How can we stop these blood sucking criminals except by refusing to buy any property burdened by their money scams?
I see several problems with Freeholds scheme.
1. Not every state uses 99 years as a test of the rule against perpetuities (RAP). RAP is one of the most complicated topics taught in law school, and the common law RAP doesn’t rely on the 99 years model. Federal law often relies on common law, I don’t know about RAP though.
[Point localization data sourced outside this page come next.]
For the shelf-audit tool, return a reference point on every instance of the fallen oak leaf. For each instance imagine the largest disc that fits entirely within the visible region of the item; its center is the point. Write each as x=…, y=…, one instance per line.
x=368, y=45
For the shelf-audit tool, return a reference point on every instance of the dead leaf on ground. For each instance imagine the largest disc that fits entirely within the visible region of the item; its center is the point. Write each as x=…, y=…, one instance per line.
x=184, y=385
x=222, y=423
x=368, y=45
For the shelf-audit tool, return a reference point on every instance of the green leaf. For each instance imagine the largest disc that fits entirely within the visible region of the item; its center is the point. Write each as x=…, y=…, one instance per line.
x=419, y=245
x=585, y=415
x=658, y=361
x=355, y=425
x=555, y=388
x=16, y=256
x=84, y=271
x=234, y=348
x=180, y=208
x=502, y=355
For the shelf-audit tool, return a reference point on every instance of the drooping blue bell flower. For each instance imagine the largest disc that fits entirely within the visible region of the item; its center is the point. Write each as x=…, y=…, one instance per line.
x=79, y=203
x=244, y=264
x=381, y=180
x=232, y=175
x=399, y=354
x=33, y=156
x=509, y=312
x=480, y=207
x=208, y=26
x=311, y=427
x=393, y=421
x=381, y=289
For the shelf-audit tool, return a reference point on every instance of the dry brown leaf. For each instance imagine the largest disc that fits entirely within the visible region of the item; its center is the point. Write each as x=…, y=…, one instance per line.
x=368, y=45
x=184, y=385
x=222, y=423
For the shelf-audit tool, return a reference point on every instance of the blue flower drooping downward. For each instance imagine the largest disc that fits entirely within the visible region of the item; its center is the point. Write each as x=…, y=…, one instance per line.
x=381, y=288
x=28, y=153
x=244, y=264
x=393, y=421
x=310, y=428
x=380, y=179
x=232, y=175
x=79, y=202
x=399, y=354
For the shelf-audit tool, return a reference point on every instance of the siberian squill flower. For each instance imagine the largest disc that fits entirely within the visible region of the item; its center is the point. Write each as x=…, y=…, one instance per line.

2. Covenants that run with the land are supposed to benefit all parties burdened, and are supposed to bind all simularly situated parties within a development. Freehold is trying to use two arguments to legitimize this… by requireing that some proceeds go to a local charity they are trying to show benefit conveyed during the entire time the covenant is in place, and by saying that these are deferred repayments of funds used to put in infrastructure for the development. The problem is that only a small part of the amount collected will likely go to charity, and there is probably not an ongoing obligation to maintain the infrastructure, that is usually passed off to local governments, improvement districts (who charge their own assements), or the individual land/home owners. Also traditional covenants can be negated for everyone if they are not policed and a few get through.
3. Freehold is actually arguing that they are benefiting the present and future property owners by setting up a market where they will essentially have to sell their property for a lower value. They are, I suppose, implying that the property owner will have a selling advantage by selling at a lower price. But in the same breath, they say the market regulates and everyone is getting what they pay for. How can it be an advantage if it is fair market value?
4. They also jump from property law to contract law, which is understandable as servitudes have components of both. But in Contract law, there is no privity of contract between the subsequent buyers and Freehold…. unless the subsequent buyer consents.
For a real fair market value to develop, Courts will have to find these arrangements to be legal. I forsee the first obligated property owners to be the ones who sustain the greatest loss in establishing a true fair market, unless they commit fraud, disclosure doesn’t occur, or the Buyer is an idiot. Until a Fair market develops, Appraisers will be pulling numbers out of thin air (more than they do already) to try to value these properies.
The examples Freehold uses is the original property selling for 2% less than an equivalent property. It used to be a rule of thumb that a property sold every six years or so. If that is the case over the length of the covenant, property sellers will pay 15-16% of appreciating gross values (even if they sell for a loss) for that 2% discount. That initial “investment” by freehold doubles four times.
Courts could also view Freehold’s lien as more a lien than a covenant and since is subjugated to the mortgage, if there is a foreclosure Freehold’s lien could be wiped out.
I also meant to say that since all homeowners in the development are burdened by the resale fee, Appraisers will have to wait until a decent number of homes, within the development, sell to get a fair market value established. The are supposed to be comparing apples to apples after all.